It has generally been observed that propagation of bacteria in traditional rich microbiological media, which typically allow good growth, frequently does not promote the strong expression of virulence determinants. Indeed, many bacteria will only express their adhesins, invasins or toxins when grown under the same temperature, pH, nutritional or atmospheric conditions that they would face on entry into the host. Consequently, when undertaking microbial endocrinology experiments, where the effects of neuroendocrine stress hormones on the growth and virulence of bacteria are being investigated, it would seem obvious that it is essential to try to mimic, as far as possible, the stressful environments in which the bacteria actually encounters those hormones in the host. Indeed, a failure to provide such an in vivo like environment may likely result in erroneous conclusions as to the influence those neurohormones may have on bacterial growth and/or virulence. A possible example of this is the work of Straub et al. (2006) who used Luria broth as a test medium for analysing the effect of norepinephrine on bacteria, and thereby its potential role in a model of bacteremia.

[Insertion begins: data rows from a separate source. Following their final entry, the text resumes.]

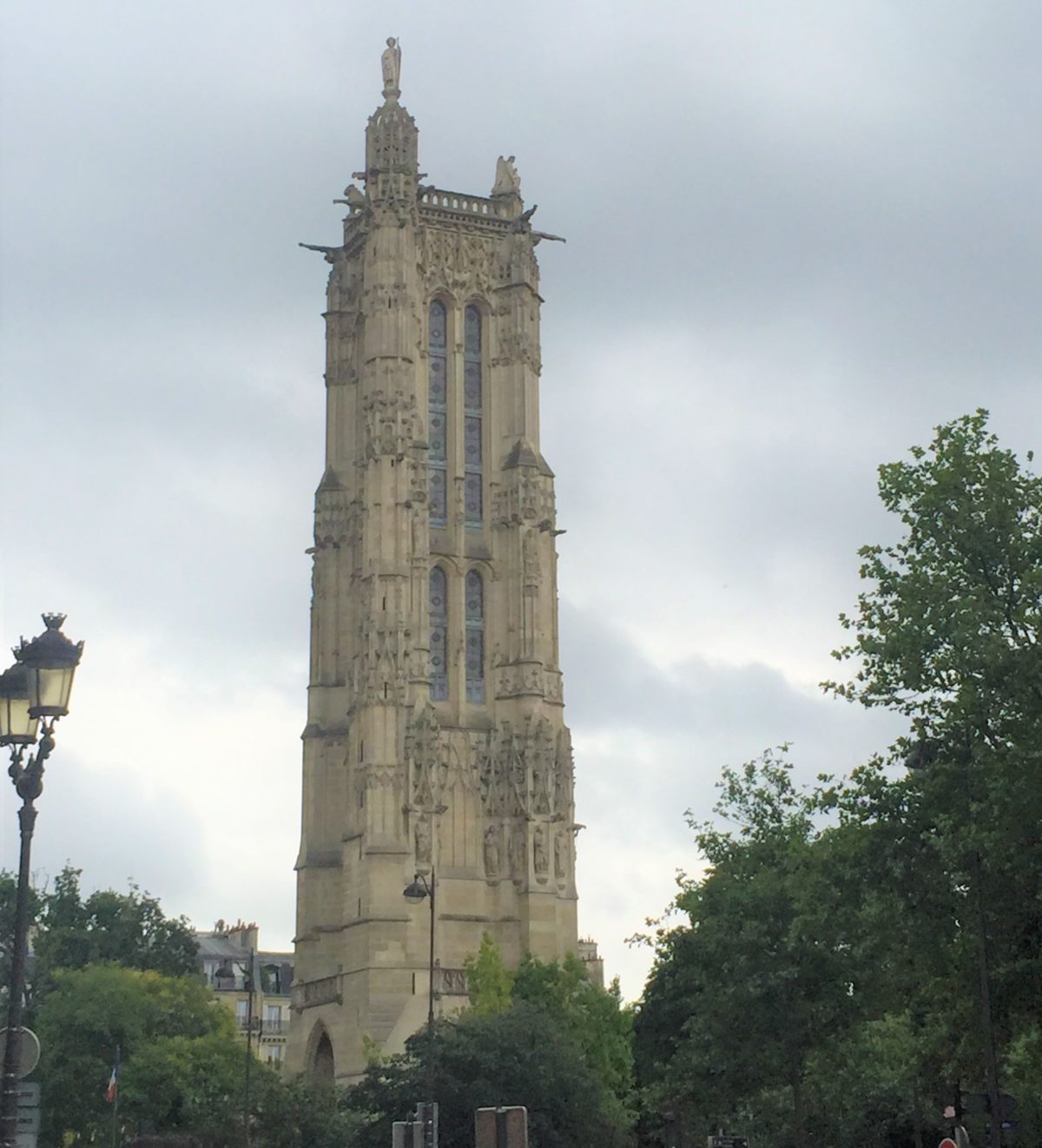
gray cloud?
[0,0,1042,991]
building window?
[466,571,485,705]
[427,300,449,525]
[431,566,449,702]
[464,307,483,529]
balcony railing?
[235,1015,289,1037]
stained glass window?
[465,571,485,705]
[429,566,449,702]
[427,300,449,525]
[464,307,485,529]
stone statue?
[485,826,499,877]
[379,36,402,96]
[492,156,521,195]
[417,817,431,864]
[531,826,546,873]
[511,826,528,877]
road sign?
[0,1026,40,1080]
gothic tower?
[289,40,578,1080]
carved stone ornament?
[492,156,521,195]
[379,36,402,96]
[485,826,502,877]
[363,390,418,459]
[415,813,431,864]
[417,226,496,299]
[553,834,568,877]
[406,702,446,809]
[531,826,546,876]
[510,822,528,881]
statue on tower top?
[379,36,402,97]
[492,156,521,195]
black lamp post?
[0,614,83,1148]
[402,869,436,1120]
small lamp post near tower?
[402,869,438,1148]
[0,614,83,1148]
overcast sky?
[0,0,1042,996]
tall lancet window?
[464,307,482,529]
[427,300,449,525]
[429,566,449,702]
[466,571,485,705]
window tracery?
[465,571,485,705]
[427,300,449,525]
[464,304,485,529]
[429,566,449,702]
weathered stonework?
[288,42,577,1080]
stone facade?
[288,42,578,1080]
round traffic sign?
[0,1026,40,1080]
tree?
[121,1028,265,1148]
[827,410,1042,752]
[825,411,1042,1145]
[0,866,199,1023]
[347,1001,629,1148]
[636,752,880,1145]
[254,1076,363,1148]
[464,932,514,1016]
[36,964,234,1144]
[511,953,635,1127]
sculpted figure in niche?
[492,156,521,195]
[379,36,402,96]
[485,826,499,877]
[510,826,528,877]
[417,817,431,864]
[531,826,546,873]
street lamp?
[402,868,436,1127]
[0,614,83,1148]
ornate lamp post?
[0,614,83,1148]
[402,869,438,1141]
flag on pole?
[104,1048,119,1105]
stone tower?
[288,40,578,1080]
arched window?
[464,307,483,529]
[427,300,449,525]
[466,571,485,705]
[431,566,449,702]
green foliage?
[0,866,197,1023]
[347,1001,629,1148]
[636,751,862,1142]
[635,422,1042,1148]
[253,1077,363,1148]
[121,1028,265,1148]
[33,866,197,977]
[513,953,634,1129]
[465,932,514,1016]
[36,964,234,1144]
[825,411,1042,749]
[827,411,1042,1129]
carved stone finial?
[492,156,521,195]
[379,36,402,100]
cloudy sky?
[0,0,1042,996]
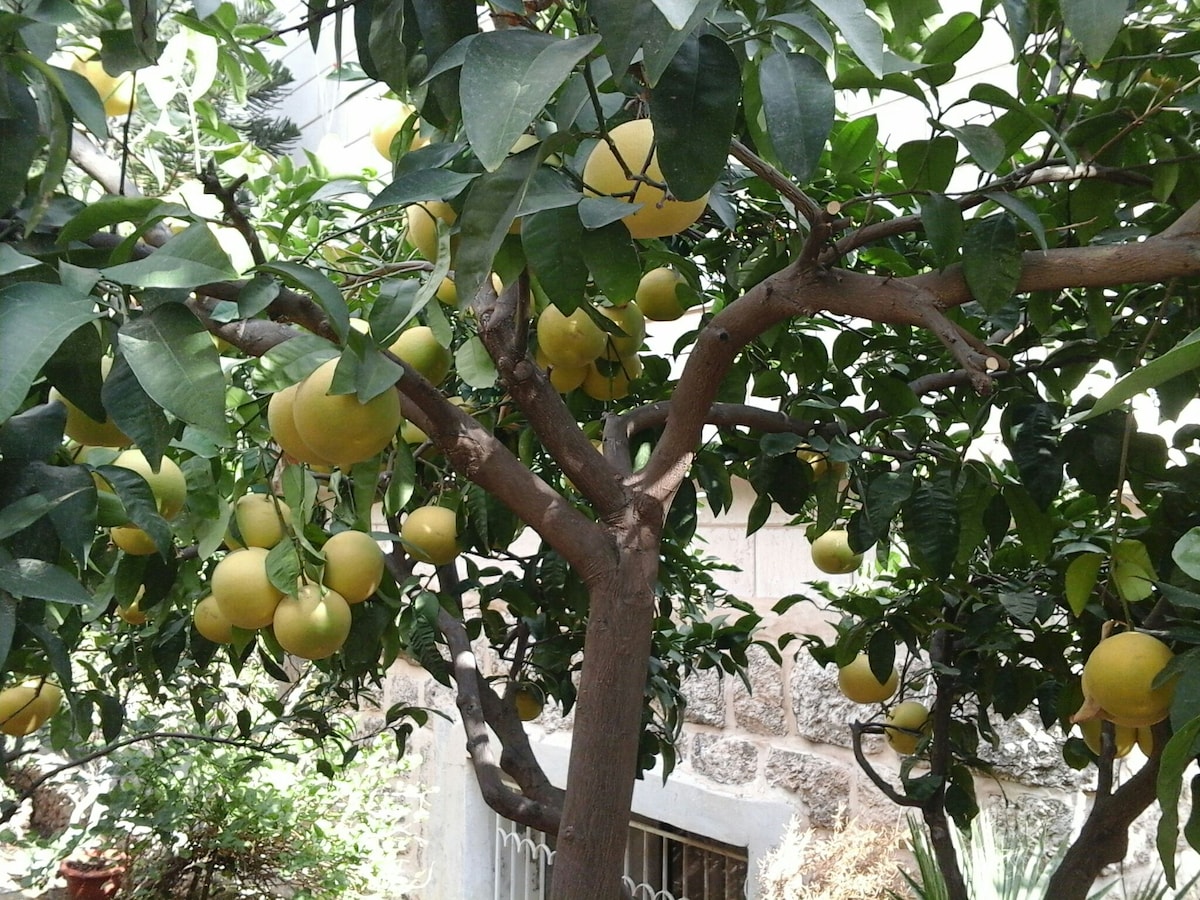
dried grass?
[758,811,905,900]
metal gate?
[492,814,749,900]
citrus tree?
[7,0,1200,898]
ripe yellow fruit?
[580,355,642,401]
[1082,631,1175,728]
[796,448,846,482]
[883,700,929,756]
[102,449,187,518]
[226,493,292,550]
[209,547,283,629]
[49,356,133,448]
[1079,719,1140,760]
[404,200,458,263]
[634,265,684,322]
[538,305,606,368]
[512,684,545,722]
[400,506,458,565]
[274,583,350,659]
[322,532,383,604]
[266,384,331,466]
[838,653,900,703]
[388,325,454,385]
[598,301,646,360]
[583,119,708,238]
[108,526,158,557]
[0,679,62,738]
[292,359,404,472]
[810,528,863,575]
[116,588,150,625]
[71,58,134,118]
[371,100,430,160]
[192,594,233,643]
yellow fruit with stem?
[209,547,283,629]
[810,528,863,575]
[272,582,350,659]
[1080,631,1175,728]
[838,653,900,703]
[71,58,134,119]
[0,679,62,738]
[538,305,607,368]
[322,530,384,604]
[292,359,404,468]
[883,700,929,756]
[634,265,685,322]
[583,119,708,238]
[400,506,458,565]
[192,594,233,643]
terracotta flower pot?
[59,853,125,900]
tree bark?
[1046,752,1160,900]
[552,513,661,900]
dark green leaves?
[962,214,1021,313]
[1058,0,1129,66]
[104,222,238,288]
[650,35,739,200]
[758,53,834,181]
[0,282,97,421]
[120,304,229,443]
[458,29,600,172]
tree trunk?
[553,548,658,900]
[1046,750,1160,900]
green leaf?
[0,68,41,210]
[896,134,959,192]
[650,35,742,200]
[0,559,91,606]
[455,149,540,307]
[812,0,883,78]
[946,125,1007,172]
[1171,526,1200,581]
[1156,719,1200,887]
[458,29,600,172]
[101,222,238,288]
[576,218,642,304]
[1075,329,1200,421]
[259,262,350,341]
[900,476,959,578]
[0,282,98,421]
[962,214,1021,313]
[1003,485,1055,560]
[920,193,964,269]
[367,169,479,210]
[454,335,497,390]
[1058,0,1129,66]
[1066,553,1104,616]
[521,208,588,312]
[120,304,229,444]
[758,53,835,182]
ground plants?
[7,0,1200,900]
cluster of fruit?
[838,631,1175,757]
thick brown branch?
[475,281,628,516]
[438,610,562,834]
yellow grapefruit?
[272,583,350,659]
[209,547,283,629]
[583,119,708,238]
[400,506,458,565]
[322,530,384,604]
[292,359,404,468]
[838,653,900,703]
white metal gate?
[492,814,749,900]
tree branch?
[438,610,562,834]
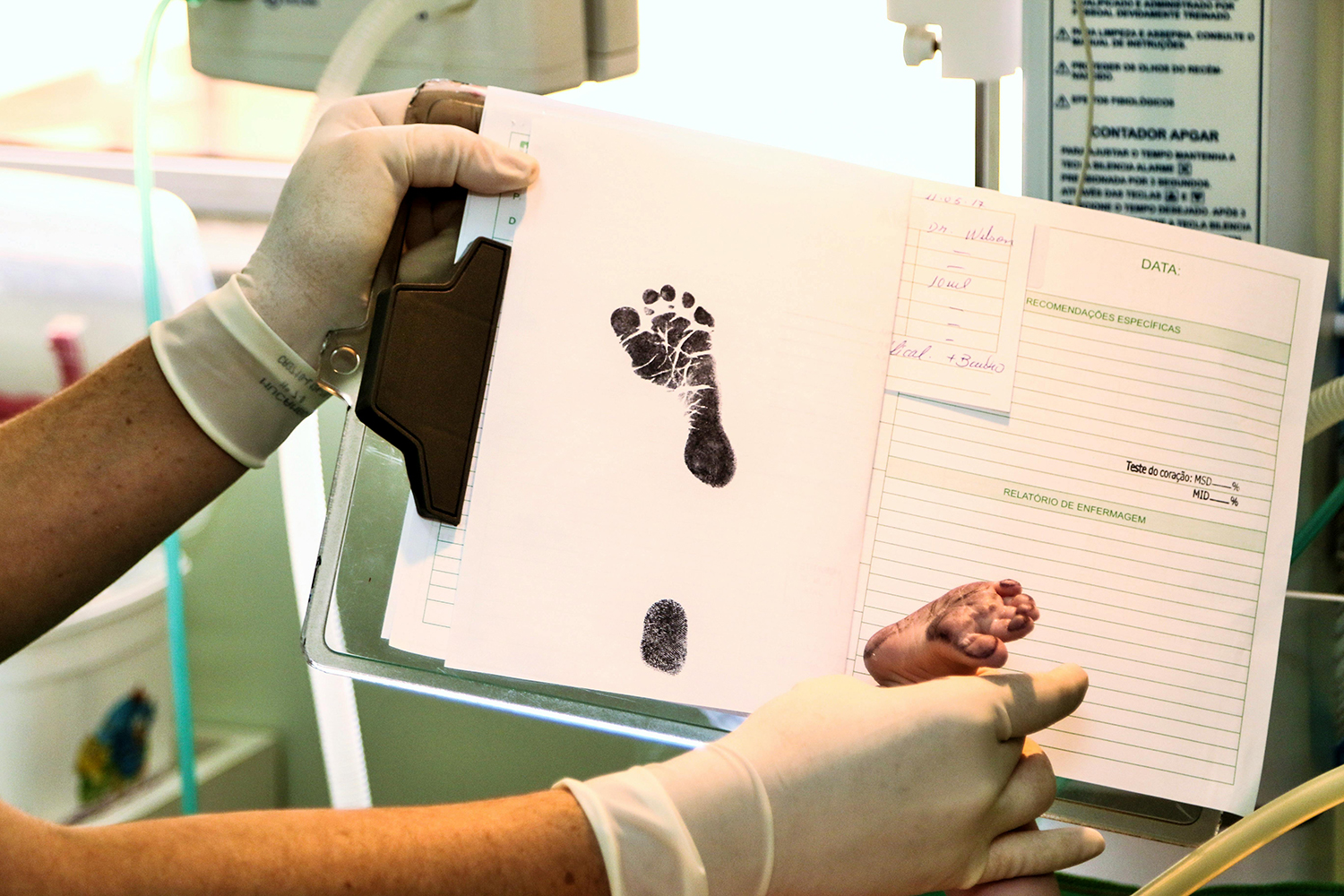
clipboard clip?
[317,81,510,525]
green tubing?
[1293,479,1344,560]
[134,0,196,815]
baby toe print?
[640,600,688,676]
[612,286,737,487]
[863,579,1040,684]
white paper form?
[446,97,910,711]
[889,187,1031,412]
[855,202,1325,814]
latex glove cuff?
[556,767,709,896]
[150,277,327,468]
[556,742,774,896]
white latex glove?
[564,667,1104,896]
[151,90,537,466]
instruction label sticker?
[1050,0,1265,242]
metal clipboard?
[303,81,1236,847]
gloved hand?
[151,90,538,466]
[562,667,1104,896]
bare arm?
[0,340,244,659]
[0,791,609,896]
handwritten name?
[892,340,933,361]
[948,352,1007,374]
[967,224,1012,246]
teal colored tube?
[1293,479,1344,560]
[134,0,196,815]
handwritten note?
[887,181,1031,411]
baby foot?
[612,286,737,487]
[640,600,687,676]
[863,579,1040,685]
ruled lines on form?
[854,293,1289,805]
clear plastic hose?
[134,0,196,815]
[308,0,476,133]
[1305,376,1344,442]
[1134,766,1344,896]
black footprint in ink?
[640,600,687,676]
[612,286,738,487]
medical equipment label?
[1050,0,1265,240]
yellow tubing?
[1134,766,1344,896]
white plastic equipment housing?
[887,0,1021,81]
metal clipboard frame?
[303,82,1236,847]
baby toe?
[957,633,1003,661]
[612,307,640,337]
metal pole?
[976,78,999,189]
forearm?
[0,791,607,896]
[0,340,244,659]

Based upon the lack of any obvious effect of the catecholamine in this media, they concluded that norepinephrine was not directly interacting with the bacterial species investigated; however, considering the ever increasing number of reports of catecholamine-bacterial interactions (Freestone et al. 2008) it seems very premature to rule out such a role without further studies using culture media, which might more accurately reflect the in vivo conditions.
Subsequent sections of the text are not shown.